Whipped butter is made to be spread, and it best spends its time atop a slice of bread. Because of its light texture yet rich flavor whipped butter pairs obscenely well with different flavor combinations. Among the universe of delicious whipped butter creations, whipped honey butter can make a wonderful Springtime spread for any bread.

Sweet cream

Unsalted butter is often referred to as sweet butter because it's so often used for cooking (via Challenge Butter). This shouldn't, however, be confused, or used interchangeably with sweet cream butter. For one, cream butter does use salt, unlike its unsalted counterpart, as outlined by MasterClass

This butter uses heavy cream made from pasteurized milk. The butter is sold widely across the U.S., and MasterClass clarifies that sometimes sweet cream butter is referred to simply as American butter.

Sweet cream butter is extremely white and airy: It almost resembles a bowl of whipped cream. This butter variety has a low smoke point, and it doesn't react well to extremely high temperatures. It's favored by chefs and bakers due to its sweet nature and its lack of salt. 

Similar to unsalted butter, sweet cream butter has a shorter shelf life due to the fact that it doesn't contain salt. One should really only keep the butter five months past its manufacturing date.


The "light" in light butter doesn't refer to this butter's appearance, but rather, its content. As explained by Cook's Info, light butter is really just butter that has considerably less butterfat than the average butter. As the info site observes, in the U.S., light butter has just about half the amount of butter fat that normal butter does. In order to create light butter, the product's fat is replaced with water and air. This process is extremely complicated, which means that just about all light butter needs to be made industrially.

Light butter is a great alternative for those who are being calorie conscious but would still like to indulge a bit in the joys of the buttery world. This is perhaps best evidenced by Smart Balance, a brand that recently faced backlash for even daring to change its OG butter flavor. 

While light butter is great for spreading, it doesn't do well on or around the stove. The butter has an extremely low-smoke point and is prone to burning. So, it's safe to say that you shouldn't use this butter for baking a cake. But as Cook's Info diplomatically points out, light butter can slowly be heated up and drizzled on popcorn if you're in the snacking mood.


It's no secret that plant-based diets are becoming more and more mainstream. Fittingly, more plant-based products are also hitting the markets! So much so that in 2020, Forbes even claimed that plant-based butter was "taking over" the dairy aisle. 

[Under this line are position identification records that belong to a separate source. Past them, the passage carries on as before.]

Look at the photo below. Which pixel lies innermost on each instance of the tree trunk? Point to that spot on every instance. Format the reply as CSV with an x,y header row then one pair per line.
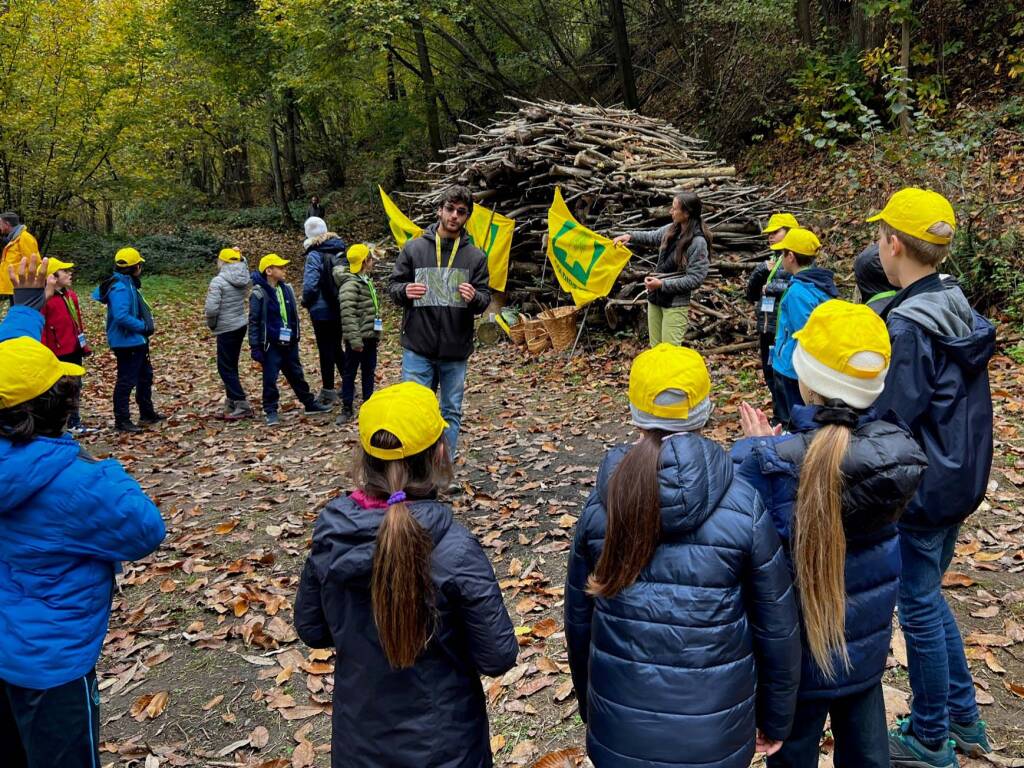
x,y
279,181
429,88
623,54
804,22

While the article points to health concerns and changing diets as reasons for why different varieties of plant-based butter are popping up more and more often, it also pointed to supply chain changes during the COVID-19 pandemic as an opportunity for the new product to navigate a new market.

While margarine can be technically understood as a plant-based butter, there are some distinctions to be made! New-wave plant butter tends to utilize more "high-quality" oils like avocado and olive oil (via Pure Wow). These results are not only described as tastier but also healthier some types of plant-based butter don't include the more detrimental vegetable oil. So, these types of plant-based butter of the 2020s can be understood as an improved type of margarine.

However, Pure Wow warns not to conflate this with plant-based oils being healthy! The site notes that these kinds of butter are just as fatty as regular butter and should be enjoyed in moderation. Because plant-based butter tends to contain a variety of oils, its exact uses depend on the exact oil used. Generally, these vegan-friendly butter can be used for general cooking and baking and as a yummy spread.